„Ganz sicher mein Lieblingsbürgermeister. Es gibt tatsächlich keine Konkurrenz.“ (Noam Chomsky)
Wäre Jón Gnarr 2010 nicht als anarchistischer Bürgermeister Reykjavíks, der Hauptstadt Islands (Hauptwohnsitz der ca. 347.000 Einwohner*innen des Inselstaates), zu Berühmtheit gelangt, würde vermutlich kaum ein Hahn nach diesem Buch einer problematischen Jugend fernab des europäischen Festlandes krähen. Auch das giftgrüne Buchcover lädt kaum zum Lesen ein – warum das trübe Foto noch einen Weichzeichner brauchte, bleibt das Geheimnis des Grafikers.
Schöner wird das miserable Cover (siehe Abb. auf dieser Seite) auch nicht durch die warenförmige Verzierung mit dem Strichcode unserer Konsumwelt, offenbar eine Vorgabe des Verlags. Doch die Persönlichkeit des Jón Gnarr, des Punks, Kabarettisten und Zufallspolitikers ist zu illuster, als dass mensch darüber nicht mehr wissen möchte. Es ist aber nur die Vor-Vor-Geschichte eines ebenso bemerkenswerten wie von Allen unvorhergesehenen libertären Coups, der die isländische Gesellschaft veränderte und der bis heute Kreise zieht. Eine Links-Grüne ist jetzt, 2018, Isländische Ministerpräsidentin. Jón hingegen hat die Brocken fallen lassen, seine Spaß-Partei „Besti flokkurinn“ (Beste Partei) aufgelöst und dem Establishment echt punky den Stinkefinger gezeigt. Er schreibt jetzt, nach vier Jahren guter Regierung, mit Rückenwind seiner guten Taten wieder Bücher, wie seit seinem 19. Lebensjahr. (1)
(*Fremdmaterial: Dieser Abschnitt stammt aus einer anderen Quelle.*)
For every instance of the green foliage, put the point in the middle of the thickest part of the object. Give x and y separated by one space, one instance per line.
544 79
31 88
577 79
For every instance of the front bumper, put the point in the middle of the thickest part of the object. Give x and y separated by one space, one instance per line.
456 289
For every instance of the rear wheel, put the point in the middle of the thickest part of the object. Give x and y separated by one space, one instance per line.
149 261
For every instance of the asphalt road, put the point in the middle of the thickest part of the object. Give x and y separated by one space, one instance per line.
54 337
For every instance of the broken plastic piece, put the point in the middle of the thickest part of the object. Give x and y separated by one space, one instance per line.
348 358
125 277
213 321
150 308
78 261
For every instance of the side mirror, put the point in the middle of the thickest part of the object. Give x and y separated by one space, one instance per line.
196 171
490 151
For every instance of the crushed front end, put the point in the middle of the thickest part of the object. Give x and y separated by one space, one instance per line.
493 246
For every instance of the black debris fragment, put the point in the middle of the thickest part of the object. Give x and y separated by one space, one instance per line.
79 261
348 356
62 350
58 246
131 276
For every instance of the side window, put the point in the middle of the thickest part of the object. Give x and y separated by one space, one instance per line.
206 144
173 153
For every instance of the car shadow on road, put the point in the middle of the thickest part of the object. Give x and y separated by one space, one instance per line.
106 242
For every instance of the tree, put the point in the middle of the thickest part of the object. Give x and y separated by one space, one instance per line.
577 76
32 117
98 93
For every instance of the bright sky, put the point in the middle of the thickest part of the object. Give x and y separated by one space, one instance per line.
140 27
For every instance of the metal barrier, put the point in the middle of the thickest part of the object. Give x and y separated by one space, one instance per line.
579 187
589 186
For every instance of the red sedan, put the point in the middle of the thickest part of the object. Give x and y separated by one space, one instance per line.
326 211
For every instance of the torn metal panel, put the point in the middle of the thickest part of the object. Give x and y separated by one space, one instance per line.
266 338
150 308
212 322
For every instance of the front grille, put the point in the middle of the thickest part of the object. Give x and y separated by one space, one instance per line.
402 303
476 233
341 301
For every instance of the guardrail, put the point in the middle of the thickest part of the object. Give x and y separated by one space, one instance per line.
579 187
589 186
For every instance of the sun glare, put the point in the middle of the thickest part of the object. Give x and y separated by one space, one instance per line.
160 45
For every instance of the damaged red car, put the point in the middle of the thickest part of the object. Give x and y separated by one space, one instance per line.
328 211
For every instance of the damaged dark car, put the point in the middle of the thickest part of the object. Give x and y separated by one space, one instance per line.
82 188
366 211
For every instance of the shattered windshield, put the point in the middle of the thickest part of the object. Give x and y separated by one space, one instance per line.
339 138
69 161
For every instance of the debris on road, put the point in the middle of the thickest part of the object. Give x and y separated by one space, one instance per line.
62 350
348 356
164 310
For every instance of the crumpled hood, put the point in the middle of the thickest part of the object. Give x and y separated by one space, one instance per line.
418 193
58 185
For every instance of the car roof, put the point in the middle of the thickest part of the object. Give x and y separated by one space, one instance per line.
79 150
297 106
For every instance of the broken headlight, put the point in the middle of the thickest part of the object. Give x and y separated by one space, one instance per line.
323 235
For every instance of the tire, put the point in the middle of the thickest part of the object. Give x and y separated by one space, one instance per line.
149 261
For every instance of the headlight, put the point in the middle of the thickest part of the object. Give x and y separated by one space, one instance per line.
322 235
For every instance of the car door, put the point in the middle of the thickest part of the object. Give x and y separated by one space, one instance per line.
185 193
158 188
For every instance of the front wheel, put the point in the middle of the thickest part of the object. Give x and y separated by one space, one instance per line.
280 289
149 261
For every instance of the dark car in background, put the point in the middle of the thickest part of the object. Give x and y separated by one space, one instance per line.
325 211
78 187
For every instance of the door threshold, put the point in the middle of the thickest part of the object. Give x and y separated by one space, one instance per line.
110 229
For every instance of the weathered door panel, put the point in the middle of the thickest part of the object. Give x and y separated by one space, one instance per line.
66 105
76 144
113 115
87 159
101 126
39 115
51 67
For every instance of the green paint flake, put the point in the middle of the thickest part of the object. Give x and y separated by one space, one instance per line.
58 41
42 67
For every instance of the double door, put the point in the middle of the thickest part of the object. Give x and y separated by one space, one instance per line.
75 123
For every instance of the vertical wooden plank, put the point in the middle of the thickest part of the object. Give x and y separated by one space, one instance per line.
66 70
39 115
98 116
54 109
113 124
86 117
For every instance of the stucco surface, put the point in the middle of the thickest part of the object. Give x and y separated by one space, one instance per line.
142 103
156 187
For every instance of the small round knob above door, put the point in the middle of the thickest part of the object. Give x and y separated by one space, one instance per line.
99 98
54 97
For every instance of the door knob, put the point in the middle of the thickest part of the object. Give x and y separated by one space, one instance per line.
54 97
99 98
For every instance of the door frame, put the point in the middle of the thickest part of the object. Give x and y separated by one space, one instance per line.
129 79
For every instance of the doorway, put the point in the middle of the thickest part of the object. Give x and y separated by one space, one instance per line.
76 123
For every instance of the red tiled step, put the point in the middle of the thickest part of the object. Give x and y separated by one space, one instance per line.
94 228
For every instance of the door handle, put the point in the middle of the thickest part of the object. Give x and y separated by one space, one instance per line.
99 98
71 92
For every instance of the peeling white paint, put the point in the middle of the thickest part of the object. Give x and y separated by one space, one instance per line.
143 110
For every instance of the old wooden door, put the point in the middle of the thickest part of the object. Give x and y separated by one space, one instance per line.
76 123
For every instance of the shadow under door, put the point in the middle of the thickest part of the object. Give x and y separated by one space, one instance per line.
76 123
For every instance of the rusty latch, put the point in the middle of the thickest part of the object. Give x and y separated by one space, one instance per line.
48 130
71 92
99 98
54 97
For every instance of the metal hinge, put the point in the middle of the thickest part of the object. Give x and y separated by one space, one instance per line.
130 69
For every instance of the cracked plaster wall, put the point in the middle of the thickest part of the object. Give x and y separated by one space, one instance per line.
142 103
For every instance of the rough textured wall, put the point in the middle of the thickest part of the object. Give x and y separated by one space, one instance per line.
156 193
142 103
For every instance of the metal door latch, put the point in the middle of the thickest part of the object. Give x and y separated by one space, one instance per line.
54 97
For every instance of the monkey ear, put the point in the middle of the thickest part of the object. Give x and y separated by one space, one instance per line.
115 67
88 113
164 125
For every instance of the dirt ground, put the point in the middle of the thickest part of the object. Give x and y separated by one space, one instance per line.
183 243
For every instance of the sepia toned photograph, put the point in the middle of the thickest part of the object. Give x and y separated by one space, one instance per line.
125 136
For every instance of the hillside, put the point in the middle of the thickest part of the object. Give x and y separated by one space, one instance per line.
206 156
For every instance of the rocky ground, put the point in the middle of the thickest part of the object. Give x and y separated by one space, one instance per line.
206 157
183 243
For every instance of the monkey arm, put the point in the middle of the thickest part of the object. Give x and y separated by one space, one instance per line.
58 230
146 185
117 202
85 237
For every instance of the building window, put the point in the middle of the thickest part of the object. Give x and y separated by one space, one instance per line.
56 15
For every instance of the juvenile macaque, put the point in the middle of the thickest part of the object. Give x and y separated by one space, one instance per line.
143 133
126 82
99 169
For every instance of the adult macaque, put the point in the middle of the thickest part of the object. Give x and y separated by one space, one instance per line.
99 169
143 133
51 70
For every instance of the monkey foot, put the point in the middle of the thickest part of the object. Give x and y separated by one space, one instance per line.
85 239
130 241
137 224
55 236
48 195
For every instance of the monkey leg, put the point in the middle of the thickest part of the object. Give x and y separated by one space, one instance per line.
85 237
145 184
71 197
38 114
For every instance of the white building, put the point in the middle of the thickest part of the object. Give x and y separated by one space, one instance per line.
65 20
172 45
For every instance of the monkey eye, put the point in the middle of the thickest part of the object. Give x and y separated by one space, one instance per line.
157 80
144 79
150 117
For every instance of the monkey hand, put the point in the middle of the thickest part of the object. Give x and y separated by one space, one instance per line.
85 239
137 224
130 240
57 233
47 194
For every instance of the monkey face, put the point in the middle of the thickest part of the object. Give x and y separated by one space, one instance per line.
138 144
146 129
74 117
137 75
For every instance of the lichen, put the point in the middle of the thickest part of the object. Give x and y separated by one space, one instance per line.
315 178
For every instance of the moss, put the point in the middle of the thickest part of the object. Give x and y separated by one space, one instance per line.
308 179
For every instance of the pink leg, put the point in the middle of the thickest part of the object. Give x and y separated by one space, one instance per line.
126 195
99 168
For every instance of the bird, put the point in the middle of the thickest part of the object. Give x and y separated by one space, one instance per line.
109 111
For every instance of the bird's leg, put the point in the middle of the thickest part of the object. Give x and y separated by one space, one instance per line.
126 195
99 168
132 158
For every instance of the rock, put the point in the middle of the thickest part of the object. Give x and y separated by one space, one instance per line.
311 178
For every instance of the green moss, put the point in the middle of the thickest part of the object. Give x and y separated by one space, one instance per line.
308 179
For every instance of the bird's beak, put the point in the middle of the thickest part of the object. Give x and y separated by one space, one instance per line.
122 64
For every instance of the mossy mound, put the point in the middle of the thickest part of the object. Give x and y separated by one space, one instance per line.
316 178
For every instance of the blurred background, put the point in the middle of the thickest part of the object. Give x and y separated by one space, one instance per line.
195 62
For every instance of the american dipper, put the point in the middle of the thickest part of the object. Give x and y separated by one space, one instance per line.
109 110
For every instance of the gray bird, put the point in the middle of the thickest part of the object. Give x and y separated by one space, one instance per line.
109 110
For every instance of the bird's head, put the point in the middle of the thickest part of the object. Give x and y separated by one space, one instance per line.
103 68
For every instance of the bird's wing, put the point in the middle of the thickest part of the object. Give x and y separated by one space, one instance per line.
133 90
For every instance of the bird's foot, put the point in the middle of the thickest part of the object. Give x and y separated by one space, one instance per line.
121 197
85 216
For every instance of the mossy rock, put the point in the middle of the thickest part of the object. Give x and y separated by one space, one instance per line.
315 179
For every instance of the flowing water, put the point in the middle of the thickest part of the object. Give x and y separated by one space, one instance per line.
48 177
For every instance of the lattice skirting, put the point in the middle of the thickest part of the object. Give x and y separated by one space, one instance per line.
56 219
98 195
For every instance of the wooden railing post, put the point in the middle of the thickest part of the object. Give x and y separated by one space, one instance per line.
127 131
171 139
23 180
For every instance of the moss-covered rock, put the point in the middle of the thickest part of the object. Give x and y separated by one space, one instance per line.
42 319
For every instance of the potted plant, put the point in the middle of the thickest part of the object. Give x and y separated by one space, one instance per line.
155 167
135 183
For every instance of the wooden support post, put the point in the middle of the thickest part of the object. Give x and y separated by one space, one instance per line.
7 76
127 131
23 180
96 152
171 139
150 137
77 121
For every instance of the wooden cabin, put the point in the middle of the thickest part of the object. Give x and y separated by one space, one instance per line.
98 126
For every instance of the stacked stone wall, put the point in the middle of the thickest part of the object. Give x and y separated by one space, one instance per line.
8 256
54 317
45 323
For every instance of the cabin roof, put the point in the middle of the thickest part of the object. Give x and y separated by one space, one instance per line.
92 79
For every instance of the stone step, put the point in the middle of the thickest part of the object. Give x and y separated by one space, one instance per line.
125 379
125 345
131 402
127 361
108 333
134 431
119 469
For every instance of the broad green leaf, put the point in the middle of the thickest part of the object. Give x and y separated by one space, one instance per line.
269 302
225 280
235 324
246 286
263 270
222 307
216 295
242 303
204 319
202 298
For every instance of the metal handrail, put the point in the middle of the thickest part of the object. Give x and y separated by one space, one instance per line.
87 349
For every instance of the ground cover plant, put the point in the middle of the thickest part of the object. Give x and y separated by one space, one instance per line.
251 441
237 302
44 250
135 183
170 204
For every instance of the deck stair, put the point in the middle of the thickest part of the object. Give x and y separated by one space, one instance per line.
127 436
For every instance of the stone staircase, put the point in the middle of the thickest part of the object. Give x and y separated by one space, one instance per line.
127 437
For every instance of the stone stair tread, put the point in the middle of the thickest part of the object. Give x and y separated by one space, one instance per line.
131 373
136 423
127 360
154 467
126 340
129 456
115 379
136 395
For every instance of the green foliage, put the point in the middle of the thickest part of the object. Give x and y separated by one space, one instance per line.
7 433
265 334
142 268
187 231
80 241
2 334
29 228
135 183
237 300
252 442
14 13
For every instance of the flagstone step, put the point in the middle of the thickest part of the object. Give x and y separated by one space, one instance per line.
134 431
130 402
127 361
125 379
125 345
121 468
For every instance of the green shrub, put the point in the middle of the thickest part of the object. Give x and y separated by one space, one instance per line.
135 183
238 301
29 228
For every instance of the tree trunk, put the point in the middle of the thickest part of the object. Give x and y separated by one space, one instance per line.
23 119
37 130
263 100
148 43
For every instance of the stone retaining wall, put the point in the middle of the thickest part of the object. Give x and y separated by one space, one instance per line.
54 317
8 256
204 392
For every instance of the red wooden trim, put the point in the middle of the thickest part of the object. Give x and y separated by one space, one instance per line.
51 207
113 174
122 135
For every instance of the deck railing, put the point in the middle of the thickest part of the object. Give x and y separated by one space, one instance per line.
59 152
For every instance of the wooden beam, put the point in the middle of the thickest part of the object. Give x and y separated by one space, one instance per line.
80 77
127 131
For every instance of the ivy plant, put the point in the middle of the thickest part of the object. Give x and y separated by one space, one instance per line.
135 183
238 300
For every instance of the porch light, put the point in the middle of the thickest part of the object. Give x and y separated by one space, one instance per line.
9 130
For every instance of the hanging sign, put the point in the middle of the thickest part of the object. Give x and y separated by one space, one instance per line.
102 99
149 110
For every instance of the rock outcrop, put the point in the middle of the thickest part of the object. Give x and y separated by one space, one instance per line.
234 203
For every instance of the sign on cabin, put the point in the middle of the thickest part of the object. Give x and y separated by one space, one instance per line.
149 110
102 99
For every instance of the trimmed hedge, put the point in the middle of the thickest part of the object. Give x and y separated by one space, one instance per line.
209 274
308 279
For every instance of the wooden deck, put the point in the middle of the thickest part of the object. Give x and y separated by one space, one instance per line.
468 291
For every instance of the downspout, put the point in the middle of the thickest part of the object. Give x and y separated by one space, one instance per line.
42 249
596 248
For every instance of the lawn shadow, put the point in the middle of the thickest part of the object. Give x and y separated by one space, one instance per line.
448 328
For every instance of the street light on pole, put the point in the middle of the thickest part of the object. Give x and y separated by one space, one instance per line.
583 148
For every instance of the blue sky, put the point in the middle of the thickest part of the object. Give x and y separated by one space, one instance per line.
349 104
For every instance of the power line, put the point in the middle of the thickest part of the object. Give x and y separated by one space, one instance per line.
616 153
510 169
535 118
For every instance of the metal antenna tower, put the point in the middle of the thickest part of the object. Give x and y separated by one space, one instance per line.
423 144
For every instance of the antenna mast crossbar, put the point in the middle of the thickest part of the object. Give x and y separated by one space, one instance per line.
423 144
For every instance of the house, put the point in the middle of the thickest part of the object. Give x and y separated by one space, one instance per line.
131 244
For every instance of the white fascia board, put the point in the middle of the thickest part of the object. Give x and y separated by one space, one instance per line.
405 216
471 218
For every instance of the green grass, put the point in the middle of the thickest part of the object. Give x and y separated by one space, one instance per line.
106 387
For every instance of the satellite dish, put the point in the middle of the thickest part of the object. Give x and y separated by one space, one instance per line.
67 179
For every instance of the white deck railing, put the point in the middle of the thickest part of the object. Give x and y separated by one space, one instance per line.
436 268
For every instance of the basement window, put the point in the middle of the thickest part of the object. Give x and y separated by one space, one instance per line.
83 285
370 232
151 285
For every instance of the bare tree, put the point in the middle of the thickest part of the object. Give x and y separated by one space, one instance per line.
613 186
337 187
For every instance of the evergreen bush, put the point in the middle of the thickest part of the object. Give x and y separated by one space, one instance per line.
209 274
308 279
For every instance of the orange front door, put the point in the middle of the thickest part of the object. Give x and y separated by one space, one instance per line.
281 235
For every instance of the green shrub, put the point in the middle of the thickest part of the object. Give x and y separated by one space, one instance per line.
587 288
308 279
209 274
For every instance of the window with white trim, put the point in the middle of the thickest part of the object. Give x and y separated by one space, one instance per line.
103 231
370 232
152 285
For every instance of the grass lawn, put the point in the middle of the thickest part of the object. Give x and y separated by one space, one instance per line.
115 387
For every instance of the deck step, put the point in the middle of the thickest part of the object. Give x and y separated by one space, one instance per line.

Dieses Buch ist der zweite Teil der Jugend-„Saga“ Jóns, dem „schwarzen Schaf der Familie“. Den ersten Teil über seine Kindheit, „Indianer und Piraten“ (2) wollte er explizit nicht als Sachbuch oder Biografie verstanden wissen, weil da einiges dazugedichtet sei, da wo er sich nicht mehr so recht erinnere. Seltsam, dass „Der Outlaw“ nun als Sachbuch figuriert. „Memoiren sind Fiktionen.“ Jóns´ Pa ist ewiger Streifen-Cop und Kommunist (Version Moskau). Seine Ma sieht die Dinge etwas anders, mainstreamig liberal-konservativ, rechts. Das birgt Konfliktstoff. „Ich möchte, dass man bei diesem Buch weint. Ich möchte auch, dass man lacht. Aber das ist keine Pflicht“, schreibt Gnarr, inzwischen selbst mehrfacher Vater, über das Buch seiner Kindheit.
Eigentlich heißt das zweite autobiografische Buch von Jón Gnarr „Útlaginn“, Der Geächtete. Dieser Titel fußt auf der mythischen isländischen Figur des listigen Gísli Súrsson, einem wegen verübter Blutrache vogelfrei Ausgestoßenen, der vor gut tausend Jahren 13 Jahre gejagt und dann erschlagen wurde. Von der Saga und ihrem Protagonisten gibt es ein anschauliches Bild in Form einer Skulptur und einen Film von 1981. Jón identifizierte sich im Internat als Jugendlicher mit der Lage dieses Geächteten (Outlaw ist eine wirklich schlechte Übersetzung dafür) und dessen abenteuerlich-tragischer Geschichte, zumal sie sich im selben Landesteil zutrug, in dem Jón einen Teil seiner Jugend verbringen musste. (3)
Jón oder „Jónsi Punk“ mit seinem fable für die britische Anarchopunkband CRASS und nur für CRASS, die er für ihre anarchopazifistischen Texte abgöttisch bewunderte, wurde nach chaotischer Kindheit von seinen ratlosen Eltern aus Reykjavík in das Landschulinternat Núpur (heute eine Touristenunterkunft), am Arsch der Welt, eher eine Anstalt für schwer Erziehbare, abgeschoben. Seinen Cop-Vater schildert er aus seiner damaligen Wahrnehmung als einen langweiligen Zur-Arbeit-Geher und seine Mutter, eine strenge Krankenhausangestellte, als eine zwar schwer respekteinflößende, aber seinen Eskapaden gegenüber letztlich ebenso resignierende Domama.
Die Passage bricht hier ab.